Nun betont der DGV gerne, dass er in erster Linie Sportverband und eben nicht Wirtschaftsverband sei. Das ist legitim, löst aber die Herausforderungen der Branche nicht. Gerade in Hinblick auf die eher ungünstigen wirtschaftlichen Rahmenbedingungen seit Mitte des letzten Jahres wären nicht zuletzt wirtschaftliche Daten für die einzelnen Golfanlagen nicht nur hilfreich, sondern teilweise sogar überlebensnotwendig. Dabei ist auch die heterogene Struktur des deutschen Golfmarktes mit seiner Mischung aus Betreiber-geführten Anlagen und Mitgliederclubs zu beachten. Bei Betreiber-Anlagen gibt es seit längerem regelmäßig Informationen über die wirtschaftliche Seite des Anlagenbetriebs – aber eben nicht für die gesamte Golfbranche. Auch einzelne Betriebsvergleiche leiden darunter, dass nicht die gesamte Branche teilnimmt.

 

Die reine Fokussierung auf Mitgliederzahlen ähnelt dem alten BWLer Witz, wonach der Kaufmann am Tagesende in die Kasse schaut und den erzielten Umsatz als Gewinn ansieht. Vor allem die galoppierende Inflation und die Kostensteigerungen auf den Anlagen werden die betriebswirtschaftliche, erfolgsorientierte Führung von Golf­anlagen wieder stärker in den Blickpunkt rücken. Dazu bedarf es nicht nur entsprechend qualifizierter Führungskräfte und Mitarbeiter, sondern zusätzlich einer soliden, belastbaren Datenbasis. Damit aber eine solche, landesweite Erhebung überhaupt möglich ist, benötigt die Branche klare Regeln, welche Daten nach welchem Konzept erfasst werden.
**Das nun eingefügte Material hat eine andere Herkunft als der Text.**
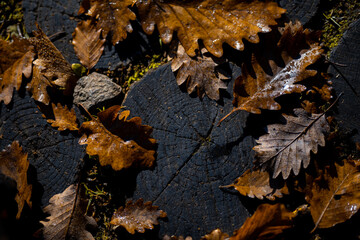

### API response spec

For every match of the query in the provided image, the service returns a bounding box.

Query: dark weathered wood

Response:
[123,64,254,239]
[0,93,85,206]
[22,0,158,69]
[277,0,320,25]
[329,20,360,142]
Im europäischen Ausland wurde dies vielfach erkannt und gehandelt – hier gibt es, oft über den Verband für die gesamte Branche organisiert, landesweite Datenerhebungen, auf deren Grundlage die einzelnen Anlagen sich selbst mit anonymisierten Branchendaten vergleichen können – nicht nur insgesamt, sondern zum Teil auch differenziert nach Betriebstyp einer Anlage oder nach der Art des Platzes, also beispielsweise Links Course oder Parkland Course oder differenziert nach Resort und Einzelplatz.

 

Neben den Wirtschaftsdaten sind Informationen zur Kundenzufriedenheit auf den Anlagen wichtige Indikatoren. Die Grundlage für eine solche Datenerhebung und -auswertung hat der DGV mit seiner Partnerschaft mit Players1st seit längerem geschaffen – aber wie zu vernehmen ist, besteht durchaus noch Potenzial bei der Anzahl der teilnehmenden Anlagen. Dabei wäre es sowohl für Neumitglieder, als auch für bestehende Mitglieder sowie auch für ausgeschiedene Mitglieder wichtig, diese regelmäßig zu ihrer Zufriedenheit mit dem gebotenen Produkt und Service zu befragen – und auch hier den Anlagen bundesweit Vergleichsdaten zur Verfügung zu stellen.

 

Ob eine solche Erhebung unter dem Dach des DGV erfolgt oder über eine andere Stelle, ist abzustimmen. Entscheidend ist, dass solche Daten den Führungskräften auf den Anlagen vor Ort künftig zur Verfügung stehen, damit diese sich mit dem Wettbewerb vergleichen können. In zahlreichen anderen Ländern hat es sich bewährt, dass der nationale Verband – obwohl auch dort primär auf Sport fokussiert – eine Koordinationsfunktion übernimmt. Einen Versuch wäre es daher sicherlich auch in Deutschland wert.